Jesus went back to the temple on Tuesday, to continue his teaching. The gospel of Matthew says that sometime that day, “the Pharisees went out and laid plans to trap him in his words. They sent their disciples to him along with the Herodians.” The Pharisees sent their disciples rather than go themselves. Interestingly, the first thing the Pharisees’ “disciples” said to Jesus was, “we know that you are a man of integrity and that you teach the way of God in accordance with the truth. You aren’t swayed by others, because you pay no attention to who they are” (Matthew 22:15-16). I’ve always spent my time focused on the question those men asked. I never noticed what those “trainees” said to try to sound gracious…right before asking Jesus if they should pay taxes to Caesar or not. The Herodians were there as well. The Herodians were the Jewish people who supported the Roman government. No wonder the Pharisees told them to ask Jesus about “paying taxes!” The Pharisees were cowardly, interested in preserving their reputation and position. They must have decided it was best to send their disciples to face Jesus, just in case…
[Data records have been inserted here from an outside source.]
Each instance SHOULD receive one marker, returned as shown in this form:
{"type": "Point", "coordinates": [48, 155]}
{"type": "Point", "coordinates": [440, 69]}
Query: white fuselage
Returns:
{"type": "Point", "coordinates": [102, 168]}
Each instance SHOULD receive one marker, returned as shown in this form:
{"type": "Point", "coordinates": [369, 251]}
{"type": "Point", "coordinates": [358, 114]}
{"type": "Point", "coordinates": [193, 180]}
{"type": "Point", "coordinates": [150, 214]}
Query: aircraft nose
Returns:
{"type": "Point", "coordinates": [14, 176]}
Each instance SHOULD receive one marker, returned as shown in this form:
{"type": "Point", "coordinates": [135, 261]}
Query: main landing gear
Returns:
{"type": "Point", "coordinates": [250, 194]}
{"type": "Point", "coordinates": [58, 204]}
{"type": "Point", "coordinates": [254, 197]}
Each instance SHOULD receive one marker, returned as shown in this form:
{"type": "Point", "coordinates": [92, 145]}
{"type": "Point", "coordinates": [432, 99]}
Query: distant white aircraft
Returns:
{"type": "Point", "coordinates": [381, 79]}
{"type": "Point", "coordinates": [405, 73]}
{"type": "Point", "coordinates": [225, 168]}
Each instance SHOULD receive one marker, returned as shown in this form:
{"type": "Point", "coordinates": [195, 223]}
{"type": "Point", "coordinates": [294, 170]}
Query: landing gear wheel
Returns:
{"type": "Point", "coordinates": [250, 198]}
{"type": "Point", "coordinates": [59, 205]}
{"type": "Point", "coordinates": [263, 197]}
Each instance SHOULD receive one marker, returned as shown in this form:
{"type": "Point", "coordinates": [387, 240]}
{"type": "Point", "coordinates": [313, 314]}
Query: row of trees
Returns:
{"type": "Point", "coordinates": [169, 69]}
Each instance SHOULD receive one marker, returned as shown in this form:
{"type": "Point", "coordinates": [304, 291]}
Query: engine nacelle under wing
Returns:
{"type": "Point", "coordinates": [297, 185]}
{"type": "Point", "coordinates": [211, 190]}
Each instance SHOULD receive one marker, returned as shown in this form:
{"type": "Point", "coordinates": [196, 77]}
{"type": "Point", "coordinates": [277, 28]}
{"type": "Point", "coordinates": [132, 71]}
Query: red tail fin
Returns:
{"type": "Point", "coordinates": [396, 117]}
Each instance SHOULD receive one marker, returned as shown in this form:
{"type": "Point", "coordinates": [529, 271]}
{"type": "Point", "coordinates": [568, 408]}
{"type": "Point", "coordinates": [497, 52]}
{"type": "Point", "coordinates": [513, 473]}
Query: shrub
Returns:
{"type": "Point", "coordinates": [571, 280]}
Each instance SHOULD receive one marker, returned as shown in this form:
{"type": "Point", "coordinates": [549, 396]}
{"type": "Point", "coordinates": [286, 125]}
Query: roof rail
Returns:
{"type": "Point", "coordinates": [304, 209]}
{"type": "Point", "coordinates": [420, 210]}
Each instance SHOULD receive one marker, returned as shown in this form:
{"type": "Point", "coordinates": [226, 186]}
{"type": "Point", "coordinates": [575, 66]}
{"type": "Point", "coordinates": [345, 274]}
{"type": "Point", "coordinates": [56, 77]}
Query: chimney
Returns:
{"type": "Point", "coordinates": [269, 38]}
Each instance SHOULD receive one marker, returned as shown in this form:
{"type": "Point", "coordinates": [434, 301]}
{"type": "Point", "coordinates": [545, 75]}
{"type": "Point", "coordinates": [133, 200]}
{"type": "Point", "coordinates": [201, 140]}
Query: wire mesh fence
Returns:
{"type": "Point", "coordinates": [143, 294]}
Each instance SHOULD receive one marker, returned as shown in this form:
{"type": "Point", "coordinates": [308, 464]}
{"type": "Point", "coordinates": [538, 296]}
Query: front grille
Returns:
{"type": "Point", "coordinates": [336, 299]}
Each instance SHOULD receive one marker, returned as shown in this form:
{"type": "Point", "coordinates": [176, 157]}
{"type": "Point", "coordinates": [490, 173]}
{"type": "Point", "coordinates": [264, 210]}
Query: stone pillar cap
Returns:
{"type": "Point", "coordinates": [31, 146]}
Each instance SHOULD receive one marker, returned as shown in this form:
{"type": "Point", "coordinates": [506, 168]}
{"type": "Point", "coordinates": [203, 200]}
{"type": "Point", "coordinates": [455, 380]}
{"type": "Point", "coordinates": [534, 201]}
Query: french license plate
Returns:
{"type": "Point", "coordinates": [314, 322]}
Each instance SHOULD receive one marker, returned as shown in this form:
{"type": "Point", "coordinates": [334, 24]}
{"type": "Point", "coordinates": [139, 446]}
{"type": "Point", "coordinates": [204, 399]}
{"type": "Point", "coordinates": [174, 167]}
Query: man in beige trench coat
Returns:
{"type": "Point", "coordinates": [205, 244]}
Imagine how Jesus felt to be complimented as “a man of integrity” and a teacher of “truth” by this group of men. Did their insincerity turn his stomach or grieve his heart? Maybe both. Matthew 22:18 says, “Jesus, knowing their evil intent, said, ‘You hypocrites, why are you trying to trap me?” The Pharisees and the men who did their “dirty work” didn’t understand that Jesus was God Incarnate. Jesus knew their motivations, and therefore saw the truth of the situation. Jesus would spend the rest of his day, answering the questions asked by this group, later on the Sadducees (the Jewish lawyers of the day), and then finally all of them put together. At the end of the day they all gathered around Jesus to ask him, “Teacher, which is the greatest commandment in the Law?” Jesus replied: “Love the Lord your God with all your heart and with all your soul and with all your mind. This is the first and greatest commandment. And the second is like it: Love your neighbor as yourself. All the Law and the Prophets hang on these two commandments” (Matthew 22:37-40).
Jesus, who was so much more than just a man of integrity, answered those questions with God’s truth. But the leaders of the day didn’t want to know what was right, they wanted to be right. Jesus called them hypocrites, the word given to the stage actors of that day. He told these men what mattered most to God, but they didn’t care about knowing the right answer. They were angry Jesus got the answer right. They only acted like they loved God and loved others. If they cared about God’s greatest commandment, they wouldn’t have spent their time trying to trap his Son.
Every Christian has pharisee moments. There are times we “perform” our faith rather than live Christ’s example of integrity and truth. The cure for a hypocritical life is genuine love for God. God knows our hearts. When our love for God is our motivation, our love for others is genuine. Do you love God like you should? Easter week is a good time to consider that question.